Проникнуть в мысли собеседника Юрий не мог, опознать умышленную ложь по характерным для нее мелким признакам тоже не удалось. Господин Кудеяр отменно владел собой. Засовывая фотографию в бумажник, он одновременно выключил свет.
— Господин Кудеяр, как вашему ведомству удалось меня обнаружить? Если скажете, что по нарушению правил выдачи паспорта, не поверю.
— Напрасно. При выдаче паспорта вы назвались сотрудником Коллегии. Паспорт Вам выдали сразу же, зато и Коллегии сообщили без промедления. По Московскому Ханству бродит немало людей с фальшивыми документами, но никто из них не опирался при изготовлении фальшивки на Коллегию Охраны Безопасности. Мы покумекали, и в наших головах, — тут Кудеяр невесело засмеялся, — родились всего две мысли. Первая — что нам брошен вызов. Кому-то поиздеваться захотелось, то ли по глупости, то ли от избытка силы. А вторая — что есть ведун, который прячется от других, не от нас. Почему я стал искать Вас в этом поезде, уж извините, объяснять не стану.

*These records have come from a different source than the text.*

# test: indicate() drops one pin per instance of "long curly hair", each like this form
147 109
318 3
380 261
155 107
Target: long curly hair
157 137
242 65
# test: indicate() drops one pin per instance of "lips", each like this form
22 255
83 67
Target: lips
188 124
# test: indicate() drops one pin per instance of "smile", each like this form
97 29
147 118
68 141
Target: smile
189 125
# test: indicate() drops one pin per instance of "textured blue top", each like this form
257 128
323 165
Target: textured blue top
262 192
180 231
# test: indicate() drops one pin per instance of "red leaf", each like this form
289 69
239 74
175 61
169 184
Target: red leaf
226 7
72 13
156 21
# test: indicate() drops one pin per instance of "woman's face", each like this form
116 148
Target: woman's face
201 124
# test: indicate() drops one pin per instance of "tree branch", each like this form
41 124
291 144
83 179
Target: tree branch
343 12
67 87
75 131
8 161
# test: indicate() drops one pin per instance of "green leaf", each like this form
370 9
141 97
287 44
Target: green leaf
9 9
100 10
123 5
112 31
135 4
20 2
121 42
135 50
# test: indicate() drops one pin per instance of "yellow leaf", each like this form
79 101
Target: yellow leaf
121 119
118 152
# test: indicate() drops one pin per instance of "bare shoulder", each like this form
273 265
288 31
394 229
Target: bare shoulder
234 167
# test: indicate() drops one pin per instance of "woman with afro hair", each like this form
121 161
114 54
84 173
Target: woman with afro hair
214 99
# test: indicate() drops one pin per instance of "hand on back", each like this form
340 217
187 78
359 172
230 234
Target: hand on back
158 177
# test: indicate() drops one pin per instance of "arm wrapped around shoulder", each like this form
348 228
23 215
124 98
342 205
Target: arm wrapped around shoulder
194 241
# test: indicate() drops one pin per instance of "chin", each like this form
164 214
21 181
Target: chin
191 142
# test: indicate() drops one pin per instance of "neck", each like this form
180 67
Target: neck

Сойдя с местного поезда на небольшом, всеми забытом разъезде, Юрий деловитым шагом направился по проселочной дороге в ту сторону, где, согласно карте, находилась река. Карту он купил в Менске. Там же поменял свои рубли на злотые. Шагая по скользкой от дождя дороге, он размышлял о поведении Тегле-гада. Почему-то тот легко определял проявления активности Юрия при большом скоплении народа и совершенно ничем себя не проявлял, если Юрий выходил в астрал в одиночестве.
"Тегле-гад никогда не появлялся сам, действовал чужими руками. Вот и сейчас, когда я на пустынной дороге, что он способен сделать мне?" Однако Кондрахин, на всякий случай, проявлять свои ментальные способности не спешил. Кто знает, действительно ли пустынна эта дорога, и не явится ли Тегле-гад на встречу с автоматом в руках. Юрий понимал, что огнестрельному оружию он ничего противопоставить не в состоянии.
Раскрытый над головой зонтик защищал от дождя туловище и голову, но обувь и брюки намокали все больше и больше, поэтому, когда сзади раздался скрип тележных колес, он обрадовался ему, как утопающий спасательному кругу.
— Хей, пан, сидайте обок!
Возчик, длинноусый мужик в серой рубахе и черных портках, без обуви, держал над головой такой же зонтик, как и Кондрахин. Телега была справная, на резиновом ходу. Возчик придержал лошадь.
— Я ехач до Ивичей, а пан докуд идзеши?
— Пока до реки. Хотел в деревне нанять лодку и проводника. До Любчи.
— Так пан из москалей будет. Кто пана надоумил такой крюк делать?
Любча Кондрахину была ни к чему, но свои истинные намерения он не раскрывал даже случайному встречному. Поэтому он поинтересовался, как возница сразу определил, откуда его случайный попутчик. Оказалось, по языку. Возница, Василь, не раз бывал в Московском Ханстве, у родни, и хорошо знал русский язык.
— Василь, ты можешь звать меня Игнатием, — представился Юрий указанным в паспорте именем.
— У нас принято обращаться — пан. Так что, пан Игнатий, захочешь с кем поговорить, не забывай об этом. К женщине обращайся — пани, к мужчине и женщине вместе — панство. Ты, пан Игнатий, если не секрет, по каким делам в наши края пожаловал? С виду ты не влосчанин, а жолнежам в наших лесах делать нич.